The only thing we have ever disagreed about is who pays the bills (the actual writing out of the checks, not where the money comes from). On this we have gone back and forth. It basically comes down to one of us saying “I can’t do this anymore, you do it.” I am doing it now but in 28 years it has been probably 50/50.
Qadgop, I’d be happy to elaborate (and I’m sure I could do so ad nauseum) on the situation I had with my ex, where money and our income gap was a huge issue.
I’m not sure how enlightening it would be, however, as I think it was much more a control issue than an actual MONEY issue, if that makes sense. In other words, if he and I both made a million dollars a year, we still would’ve fought, because he would somehow have perceived that HIS million dollars was worth more in terms of how hard he worked to get it or how important his work was compared to mine. Basically, my ex’s rationale regarding such things ran along these lines, according to the situation at the time:
A. I earn more, so I get to decide where the money goes. I get to spend money on what I want, and I get $150/week in discretionary funds, because I need it. You don’t need any money, but if you DO need it, I’ll give you $10 sometimes.
B. We earn the same amount, but I work harder. I work longer hours, and my work is more important than yours. So, I get to spend money on what I want, and I get $150/week in discrectionary funds, and you should pay all the bills and buy the groceries, and if you don’t have any money left over for discretionary funds, that’s too bad.
C. I earn less, so I should get to keep all of my money and you should pay all the bills. I shouldn’t have to pay them, because I need $150/week…
etc. You get the gist by now.
sigh It got worse, if you can imagine. Now, life is much happier. I’m much happier without him, and I think he and his money are much happier without me.
I don’t believe it can be quantified. It’s a matter of comfort level between the parties.
And Qadgop, who’s to day your relationship wouldn’t be better if she earned more money?
I also believe that each party should have sufficient income to return to the lifestylw they had prior to the marriage.
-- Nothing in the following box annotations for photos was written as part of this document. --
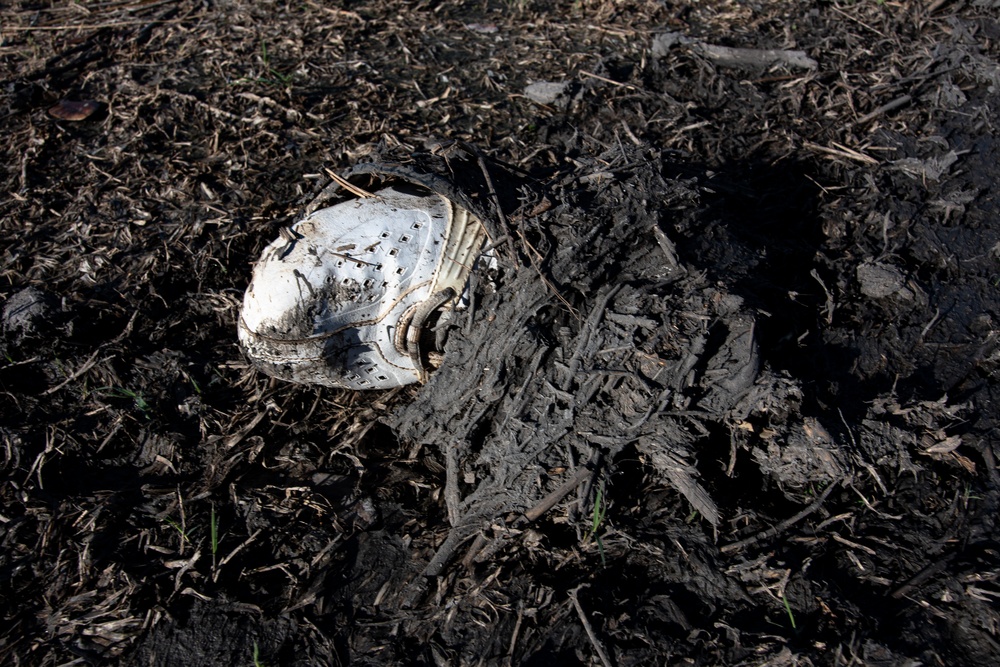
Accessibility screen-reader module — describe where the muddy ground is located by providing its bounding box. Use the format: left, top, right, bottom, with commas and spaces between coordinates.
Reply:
0, 0, 1000, 665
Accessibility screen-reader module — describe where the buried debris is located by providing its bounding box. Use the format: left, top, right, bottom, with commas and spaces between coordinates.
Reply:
241, 146, 759, 575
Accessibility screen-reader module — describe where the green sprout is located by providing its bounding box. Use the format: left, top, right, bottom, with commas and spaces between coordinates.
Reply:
590, 481, 608, 567
209, 505, 219, 569
95, 387, 152, 419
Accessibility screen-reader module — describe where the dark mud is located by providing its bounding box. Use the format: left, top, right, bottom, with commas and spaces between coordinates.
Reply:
0, 1, 1000, 665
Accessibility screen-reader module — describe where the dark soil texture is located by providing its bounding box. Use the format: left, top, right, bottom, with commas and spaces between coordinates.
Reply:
0, 0, 1000, 667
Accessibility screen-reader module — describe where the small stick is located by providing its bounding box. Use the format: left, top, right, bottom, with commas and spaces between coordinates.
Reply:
323, 169, 375, 199
580, 70, 638, 90
569, 586, 611, 667
852, 95, 913, 125
720, 478, 846, 553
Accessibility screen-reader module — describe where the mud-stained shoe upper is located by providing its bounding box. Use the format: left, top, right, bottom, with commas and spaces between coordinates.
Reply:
239, 187, 485, 389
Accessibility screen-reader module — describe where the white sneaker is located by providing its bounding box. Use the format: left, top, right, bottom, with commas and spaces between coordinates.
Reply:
239, 186, 486, 389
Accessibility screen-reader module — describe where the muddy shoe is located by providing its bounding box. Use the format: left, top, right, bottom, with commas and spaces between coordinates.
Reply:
239, 183, 486, 389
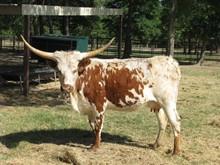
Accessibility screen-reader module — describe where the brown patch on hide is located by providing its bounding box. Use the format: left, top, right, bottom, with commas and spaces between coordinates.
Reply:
76, 61, 106, 112
147, 63, 153, 69
78, 58, 91, 75
105, 64, 147, 107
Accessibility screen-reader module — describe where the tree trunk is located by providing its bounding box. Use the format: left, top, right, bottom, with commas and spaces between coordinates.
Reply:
39, 16, 44, 35
62, 0, 70, 35
123, 0, 135, 58
166, 0, 177, 57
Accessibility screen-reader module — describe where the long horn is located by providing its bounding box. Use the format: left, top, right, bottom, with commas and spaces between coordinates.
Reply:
21, 35, 55, 61
87, 38, 115, 58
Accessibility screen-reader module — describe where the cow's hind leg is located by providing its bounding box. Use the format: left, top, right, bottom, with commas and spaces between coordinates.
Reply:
153, 108, 168, 148
88, 113, 104, 151
164, 102, 181, 154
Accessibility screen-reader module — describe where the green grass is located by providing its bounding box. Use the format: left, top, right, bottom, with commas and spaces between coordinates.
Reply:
0, 57, 220, 164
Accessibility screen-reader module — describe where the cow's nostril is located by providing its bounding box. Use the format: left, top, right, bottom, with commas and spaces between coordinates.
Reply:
62, 84, 73, 92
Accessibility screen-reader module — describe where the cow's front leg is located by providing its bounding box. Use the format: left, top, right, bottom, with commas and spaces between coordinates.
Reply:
164, 102, 181, 155
153, 109, 168, 148
89, 113, 104, 151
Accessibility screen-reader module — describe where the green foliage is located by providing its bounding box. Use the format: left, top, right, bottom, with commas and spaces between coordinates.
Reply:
0, 0, 220, 51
It’s not exactly a formula to ensure a happy marriage, but it protects both parties to an extent should it not be a happy marriage.
I’m reading back over what you wrote, and I don’t know the studies you are referring to…but there is a HUGE difference between earning potential and a wage gap…
I think that if my husband supported me but I was incapible of supporting him - that would be a bigger deal than him making more. As it stands, I can support him and he can support me. If we decided that he was going to stay home with kids, the potential of his being able to support me when he stopped being a SAHD would still be there. If we decided he should support me while I went back to grad school, that would be OK because there is the potential for give and take.
In other words, it may be more of the abilitiy to give and take than the actual amount of the gap. And there has to be both the ability to give and take (i.e. similar earning potential) as well as the willingness to do so. One of my relatives is an MBA married to an attorney. She hasn’t practiced since the kids came along, but she could, which may be more important than that she doesn’t. She could support them, she is willing to if she must, but they have decided that her current occupation is more important. Another relative has a wife who stays at home - despite having the better education and no children at home, because she is unwilling to contribute financially and believes he should support her - which is a HUGE source of friction. The wage gap is real, the income potential is there, its the willingness that is lacking. In the case of my cousin married to the Cardiologist, she can’t support him in the manner he can support her, but he is relieved of a certain stress knowing that she could at least support them and the kids to some level if she had to and would willingly do so. In the case of both my coworkers, it isn’t the income gap that’s creating friction, its the hesitation on the part of my coworkers wives to return to work and contribute. Am I making sense?